Well, here is a potential 1-round differential with 4 active sboxes; the differential starts with
+-+-+-+-+
|*| |*| |
+-+-+-+-+
| | | | |
+-+-+-+-+
|*| |*| |
+-+-+-+-+
| | | | |
+-+-+-+-+
(where * designates the active matrix locations; that is, the bytes where the differential is nonzero).
The bytesub doesn't change the differential (other than being the 4 active sboxes)
The shiftrow leaves the differential unchanged (the top row is left alone; the lower active row shifts by two, leaving the same bytes active)
The active columns both see a |X| |X| |
differential; with a branching factor of 3, this may result in another |X| |X| |
differential (and whether it can would depend on the actual pseudo-MDS).
And, the final addroundkey also leaves the diffential alone, resulting in the same differential we started with.

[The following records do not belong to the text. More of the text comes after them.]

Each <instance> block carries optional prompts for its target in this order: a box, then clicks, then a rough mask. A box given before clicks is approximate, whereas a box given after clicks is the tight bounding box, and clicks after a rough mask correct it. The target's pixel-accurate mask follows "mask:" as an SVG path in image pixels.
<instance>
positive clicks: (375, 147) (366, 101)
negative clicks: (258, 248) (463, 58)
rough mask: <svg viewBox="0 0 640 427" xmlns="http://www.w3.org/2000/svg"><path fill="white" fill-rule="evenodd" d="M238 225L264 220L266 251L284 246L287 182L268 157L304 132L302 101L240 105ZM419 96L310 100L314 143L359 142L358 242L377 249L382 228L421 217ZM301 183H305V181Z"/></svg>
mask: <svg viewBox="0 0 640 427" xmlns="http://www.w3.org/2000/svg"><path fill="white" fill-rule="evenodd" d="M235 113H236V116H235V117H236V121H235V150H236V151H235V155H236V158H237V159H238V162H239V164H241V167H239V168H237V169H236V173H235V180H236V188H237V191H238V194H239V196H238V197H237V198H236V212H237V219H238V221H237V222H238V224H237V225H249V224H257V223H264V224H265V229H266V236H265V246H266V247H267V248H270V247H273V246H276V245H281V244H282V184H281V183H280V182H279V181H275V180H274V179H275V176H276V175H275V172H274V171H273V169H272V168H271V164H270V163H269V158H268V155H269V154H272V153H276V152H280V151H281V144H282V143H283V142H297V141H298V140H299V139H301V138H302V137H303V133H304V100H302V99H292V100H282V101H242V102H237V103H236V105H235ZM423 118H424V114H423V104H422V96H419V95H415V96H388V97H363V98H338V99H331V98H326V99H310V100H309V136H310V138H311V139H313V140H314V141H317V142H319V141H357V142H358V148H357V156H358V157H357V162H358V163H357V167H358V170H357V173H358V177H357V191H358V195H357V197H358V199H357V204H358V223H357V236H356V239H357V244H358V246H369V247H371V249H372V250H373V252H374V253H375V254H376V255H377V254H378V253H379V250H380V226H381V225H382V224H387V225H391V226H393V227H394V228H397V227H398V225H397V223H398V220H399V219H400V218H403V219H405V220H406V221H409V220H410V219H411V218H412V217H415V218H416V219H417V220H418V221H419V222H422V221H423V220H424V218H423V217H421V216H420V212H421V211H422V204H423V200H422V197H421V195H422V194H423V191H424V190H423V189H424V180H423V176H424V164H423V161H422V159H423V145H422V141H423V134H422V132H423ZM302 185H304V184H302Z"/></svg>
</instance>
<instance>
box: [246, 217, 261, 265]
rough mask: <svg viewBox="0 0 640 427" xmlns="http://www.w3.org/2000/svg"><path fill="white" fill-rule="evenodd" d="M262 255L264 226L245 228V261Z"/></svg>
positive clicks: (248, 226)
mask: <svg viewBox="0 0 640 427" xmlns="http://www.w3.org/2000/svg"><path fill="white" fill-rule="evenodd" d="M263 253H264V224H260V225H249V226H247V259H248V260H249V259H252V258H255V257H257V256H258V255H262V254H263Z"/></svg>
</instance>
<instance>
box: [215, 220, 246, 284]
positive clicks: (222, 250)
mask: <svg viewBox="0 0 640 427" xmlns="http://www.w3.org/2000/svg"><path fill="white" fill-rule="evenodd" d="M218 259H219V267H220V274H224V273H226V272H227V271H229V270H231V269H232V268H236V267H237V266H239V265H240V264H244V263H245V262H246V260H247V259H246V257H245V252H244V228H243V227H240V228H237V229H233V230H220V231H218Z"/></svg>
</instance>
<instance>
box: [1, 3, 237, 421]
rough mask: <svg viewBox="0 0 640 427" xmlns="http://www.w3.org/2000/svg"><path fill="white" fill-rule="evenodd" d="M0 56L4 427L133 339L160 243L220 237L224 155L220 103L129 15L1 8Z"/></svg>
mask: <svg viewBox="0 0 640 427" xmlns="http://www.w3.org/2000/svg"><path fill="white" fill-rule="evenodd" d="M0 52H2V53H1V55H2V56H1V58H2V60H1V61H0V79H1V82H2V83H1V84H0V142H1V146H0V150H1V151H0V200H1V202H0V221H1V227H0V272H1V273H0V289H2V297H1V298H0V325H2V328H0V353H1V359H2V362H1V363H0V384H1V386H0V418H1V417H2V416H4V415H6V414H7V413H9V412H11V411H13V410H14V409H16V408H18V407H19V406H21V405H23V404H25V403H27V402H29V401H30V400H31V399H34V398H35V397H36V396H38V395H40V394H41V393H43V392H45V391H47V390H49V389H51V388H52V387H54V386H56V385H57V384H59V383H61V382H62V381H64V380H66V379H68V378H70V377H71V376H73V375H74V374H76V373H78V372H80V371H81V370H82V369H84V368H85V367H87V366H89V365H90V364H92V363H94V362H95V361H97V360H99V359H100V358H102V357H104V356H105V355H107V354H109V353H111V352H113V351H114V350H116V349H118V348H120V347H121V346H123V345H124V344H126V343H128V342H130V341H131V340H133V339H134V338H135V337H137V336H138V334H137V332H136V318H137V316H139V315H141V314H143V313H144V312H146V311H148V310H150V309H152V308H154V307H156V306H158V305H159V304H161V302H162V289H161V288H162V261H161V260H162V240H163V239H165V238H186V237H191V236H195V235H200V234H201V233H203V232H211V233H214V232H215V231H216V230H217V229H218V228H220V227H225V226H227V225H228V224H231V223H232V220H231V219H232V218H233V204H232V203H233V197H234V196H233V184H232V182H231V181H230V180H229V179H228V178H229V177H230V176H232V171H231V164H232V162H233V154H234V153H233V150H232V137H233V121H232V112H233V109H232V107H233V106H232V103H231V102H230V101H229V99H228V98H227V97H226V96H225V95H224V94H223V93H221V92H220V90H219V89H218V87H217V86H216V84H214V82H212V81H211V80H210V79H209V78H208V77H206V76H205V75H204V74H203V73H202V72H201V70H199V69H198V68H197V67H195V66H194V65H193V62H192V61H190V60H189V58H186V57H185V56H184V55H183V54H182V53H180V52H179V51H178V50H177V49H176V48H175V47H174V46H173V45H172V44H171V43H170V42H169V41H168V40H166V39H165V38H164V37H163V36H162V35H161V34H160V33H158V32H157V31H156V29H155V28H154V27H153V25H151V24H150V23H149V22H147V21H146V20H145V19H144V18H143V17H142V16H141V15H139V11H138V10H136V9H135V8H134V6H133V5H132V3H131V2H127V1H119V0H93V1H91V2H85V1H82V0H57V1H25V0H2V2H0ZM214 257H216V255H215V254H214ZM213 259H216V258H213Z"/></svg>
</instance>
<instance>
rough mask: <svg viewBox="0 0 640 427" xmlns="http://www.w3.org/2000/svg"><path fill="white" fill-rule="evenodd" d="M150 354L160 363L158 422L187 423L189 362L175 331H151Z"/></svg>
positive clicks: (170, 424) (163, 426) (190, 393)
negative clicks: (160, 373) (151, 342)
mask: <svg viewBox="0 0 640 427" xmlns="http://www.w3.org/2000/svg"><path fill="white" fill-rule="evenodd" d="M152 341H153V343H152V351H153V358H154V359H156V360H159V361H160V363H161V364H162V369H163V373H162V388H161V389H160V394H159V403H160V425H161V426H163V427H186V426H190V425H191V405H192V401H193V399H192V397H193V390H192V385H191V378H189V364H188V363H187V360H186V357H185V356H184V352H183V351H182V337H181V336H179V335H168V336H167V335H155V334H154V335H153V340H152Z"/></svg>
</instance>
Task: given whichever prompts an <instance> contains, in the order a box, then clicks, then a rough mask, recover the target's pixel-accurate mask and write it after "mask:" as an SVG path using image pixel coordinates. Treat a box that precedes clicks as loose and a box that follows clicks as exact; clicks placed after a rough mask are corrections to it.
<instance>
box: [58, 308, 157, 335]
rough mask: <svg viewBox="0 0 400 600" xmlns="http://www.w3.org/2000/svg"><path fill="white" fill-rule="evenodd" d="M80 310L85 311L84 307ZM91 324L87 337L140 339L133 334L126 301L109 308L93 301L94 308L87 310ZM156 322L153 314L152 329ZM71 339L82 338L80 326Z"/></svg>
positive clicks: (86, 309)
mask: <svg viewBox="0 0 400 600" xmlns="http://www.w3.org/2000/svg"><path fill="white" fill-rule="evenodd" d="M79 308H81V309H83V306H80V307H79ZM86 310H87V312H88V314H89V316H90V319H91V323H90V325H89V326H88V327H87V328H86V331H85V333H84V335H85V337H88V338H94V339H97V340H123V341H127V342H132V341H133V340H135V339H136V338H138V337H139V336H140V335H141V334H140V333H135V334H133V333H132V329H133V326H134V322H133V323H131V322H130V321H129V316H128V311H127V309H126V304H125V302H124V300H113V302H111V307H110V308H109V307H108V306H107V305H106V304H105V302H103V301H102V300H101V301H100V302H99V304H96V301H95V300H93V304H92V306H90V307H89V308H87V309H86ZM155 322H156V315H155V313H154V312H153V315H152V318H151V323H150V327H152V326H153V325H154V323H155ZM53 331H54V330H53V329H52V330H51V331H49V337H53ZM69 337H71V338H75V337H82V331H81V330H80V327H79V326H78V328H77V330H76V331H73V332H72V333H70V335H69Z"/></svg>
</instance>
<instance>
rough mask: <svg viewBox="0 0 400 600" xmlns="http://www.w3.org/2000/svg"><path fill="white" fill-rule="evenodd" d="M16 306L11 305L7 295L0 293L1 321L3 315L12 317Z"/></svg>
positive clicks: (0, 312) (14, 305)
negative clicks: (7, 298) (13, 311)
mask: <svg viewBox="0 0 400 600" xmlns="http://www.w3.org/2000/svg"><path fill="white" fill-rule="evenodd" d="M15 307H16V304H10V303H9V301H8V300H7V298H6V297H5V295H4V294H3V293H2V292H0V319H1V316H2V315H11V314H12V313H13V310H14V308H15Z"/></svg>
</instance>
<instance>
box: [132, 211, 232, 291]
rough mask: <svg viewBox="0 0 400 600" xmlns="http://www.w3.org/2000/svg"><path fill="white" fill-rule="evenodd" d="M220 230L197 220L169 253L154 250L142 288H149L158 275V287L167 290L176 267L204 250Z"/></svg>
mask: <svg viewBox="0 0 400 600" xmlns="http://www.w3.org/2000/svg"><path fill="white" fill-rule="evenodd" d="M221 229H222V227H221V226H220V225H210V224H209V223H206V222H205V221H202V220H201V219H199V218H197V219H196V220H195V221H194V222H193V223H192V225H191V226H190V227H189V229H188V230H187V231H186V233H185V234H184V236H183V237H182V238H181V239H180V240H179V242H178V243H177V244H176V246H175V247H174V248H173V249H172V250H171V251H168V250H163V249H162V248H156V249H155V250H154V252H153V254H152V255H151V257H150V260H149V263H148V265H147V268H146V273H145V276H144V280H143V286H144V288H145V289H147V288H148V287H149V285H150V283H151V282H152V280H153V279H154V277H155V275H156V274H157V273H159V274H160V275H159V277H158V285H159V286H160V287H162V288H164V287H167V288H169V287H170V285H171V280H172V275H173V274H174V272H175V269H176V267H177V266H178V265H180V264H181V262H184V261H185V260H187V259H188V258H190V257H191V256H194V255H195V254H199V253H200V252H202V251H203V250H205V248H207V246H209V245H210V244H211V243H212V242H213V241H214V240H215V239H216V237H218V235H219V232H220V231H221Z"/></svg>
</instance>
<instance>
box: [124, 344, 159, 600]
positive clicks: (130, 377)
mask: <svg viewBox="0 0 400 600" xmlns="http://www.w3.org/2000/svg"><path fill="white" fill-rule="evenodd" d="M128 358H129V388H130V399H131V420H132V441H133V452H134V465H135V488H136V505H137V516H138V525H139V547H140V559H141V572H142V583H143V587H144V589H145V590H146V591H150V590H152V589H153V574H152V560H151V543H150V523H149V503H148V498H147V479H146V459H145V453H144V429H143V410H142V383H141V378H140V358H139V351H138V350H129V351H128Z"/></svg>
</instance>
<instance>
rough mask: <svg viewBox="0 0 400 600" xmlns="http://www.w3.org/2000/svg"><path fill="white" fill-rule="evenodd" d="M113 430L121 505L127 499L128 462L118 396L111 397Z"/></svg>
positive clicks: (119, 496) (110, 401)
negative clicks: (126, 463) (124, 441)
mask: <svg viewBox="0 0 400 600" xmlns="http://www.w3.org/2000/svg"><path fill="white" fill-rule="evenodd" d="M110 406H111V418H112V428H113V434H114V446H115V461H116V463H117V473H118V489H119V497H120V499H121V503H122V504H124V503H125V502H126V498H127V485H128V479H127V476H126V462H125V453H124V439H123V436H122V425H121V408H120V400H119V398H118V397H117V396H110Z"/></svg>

Again, the existence of this differential is consistent with everything you suggested; whether it is actually possible (again) would depend on the mixcolumns pseudo-MDS.
Assuming that the best long term differential in this modified AES is to concatenate this 1-round differential, and we don't have to worry about multiple trails or partial differentials (I don't have a proof of either; the second assumption sounds fishy to me), then we get $4r$ active sboxes after $r$ rounds; 5 rounds would give us 20 active sboxes, which appears to be sufficient.
However, given the uncertainties in the above logic, it would appear to be prudent to assume it is somewhat larger if you are using this as a security assumption.